A final limitation, an important one, is that our results cannot establish that the various diagnostic algorithms are uniformly equivalent across the two language versions. Our method made use of available bilingual respondents in a survey of Latino Americans and was not designed to make a definitive statement about the absolute equivalence of the translations. We presented confidence intervals for the contrasts between the language versions to provide readers with information about the degree of certainty that the versions would produce the same prevalence results. Although the majority of the 95 percent confidence intervals in included a value consistent with the versions' being equivalent, a number of the intervals also included values that would be consistent with important differences. This occurred for extremely rare disorders for which we had little power to detect most differences. For a number of other disorders, however, the 95 percent confidence intervals suggest that our data are inconsistent with large differences (e.g., odds ratios of 3 or more.) The power and precision of our analyses were affected by the relatively modest number of bilingual respondents who were identified in our representative sample.
Even with these limitations, we believe that the use of language experiments in health surveys of multilingual populations provides a feasible step toward testing the translation equivalence of the survey instruments. Routine tests of translational equivalence of major surveys are consistent with good management goals of continuous quality improvement of products and services. The feasibility of continuous quality improvement procedures such as survey experiments is increased by the widespread use of electronic data collection methods, such as laptop computers, which can be programmed to implement rigorous randomization designs. As epidemiologists and health policy analysts turn toward the problem of documenting risk differences and reducing service disparities that affect immigrant groups, it is essential to adopt routine checks on the equivalence of reports obtained in different languages to rule out spurious influences on patterns of findings.

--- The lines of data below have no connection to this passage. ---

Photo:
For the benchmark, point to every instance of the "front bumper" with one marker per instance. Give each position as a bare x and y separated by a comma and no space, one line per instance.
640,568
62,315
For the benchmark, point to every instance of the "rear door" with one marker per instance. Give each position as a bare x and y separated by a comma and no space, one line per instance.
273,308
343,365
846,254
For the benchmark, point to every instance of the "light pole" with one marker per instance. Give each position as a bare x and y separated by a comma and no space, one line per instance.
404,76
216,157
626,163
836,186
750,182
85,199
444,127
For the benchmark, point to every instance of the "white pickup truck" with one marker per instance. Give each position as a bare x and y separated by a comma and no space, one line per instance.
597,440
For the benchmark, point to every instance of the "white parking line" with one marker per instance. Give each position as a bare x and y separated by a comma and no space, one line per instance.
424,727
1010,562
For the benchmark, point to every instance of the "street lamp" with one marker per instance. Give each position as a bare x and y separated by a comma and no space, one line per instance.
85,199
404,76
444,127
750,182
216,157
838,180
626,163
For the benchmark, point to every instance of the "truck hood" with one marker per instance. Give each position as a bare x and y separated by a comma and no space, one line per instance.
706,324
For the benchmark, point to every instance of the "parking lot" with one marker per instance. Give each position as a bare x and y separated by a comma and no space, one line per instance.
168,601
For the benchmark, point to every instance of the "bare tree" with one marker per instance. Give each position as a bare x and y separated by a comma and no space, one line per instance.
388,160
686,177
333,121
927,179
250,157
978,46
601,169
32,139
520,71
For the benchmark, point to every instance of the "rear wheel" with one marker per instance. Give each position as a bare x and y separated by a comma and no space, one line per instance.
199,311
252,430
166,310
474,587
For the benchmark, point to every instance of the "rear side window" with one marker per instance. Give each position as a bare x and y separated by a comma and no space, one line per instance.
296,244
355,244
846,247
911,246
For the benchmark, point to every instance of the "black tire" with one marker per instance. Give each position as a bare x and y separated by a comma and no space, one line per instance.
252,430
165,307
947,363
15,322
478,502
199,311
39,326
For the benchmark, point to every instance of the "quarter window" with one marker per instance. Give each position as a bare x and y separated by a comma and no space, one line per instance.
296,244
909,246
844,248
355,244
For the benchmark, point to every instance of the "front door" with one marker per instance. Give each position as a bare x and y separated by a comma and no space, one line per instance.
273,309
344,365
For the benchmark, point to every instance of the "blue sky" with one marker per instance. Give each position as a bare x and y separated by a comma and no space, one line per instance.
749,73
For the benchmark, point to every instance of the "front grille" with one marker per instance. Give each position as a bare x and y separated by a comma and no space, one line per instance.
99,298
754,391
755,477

Perhaps most critically, the finding of scant translation effects from this experiment adds confidence in the validity of the comparisons of NLAAS groups that differ with regard to the proportion of persons who provided information in Spanish versus English. Recent reports have been able to document important differences in the mental health morbidity of Latinos of different national origins (
33) and to provide a clearer description of the so-called immigrant paradox, whereby economically disadvantaged immigrants appear to have unusually good health relative to Anglos and children of immigrants (
34). Both basic epidemiologic inferences and health-services analyses benefit from rigorous tests of language effects.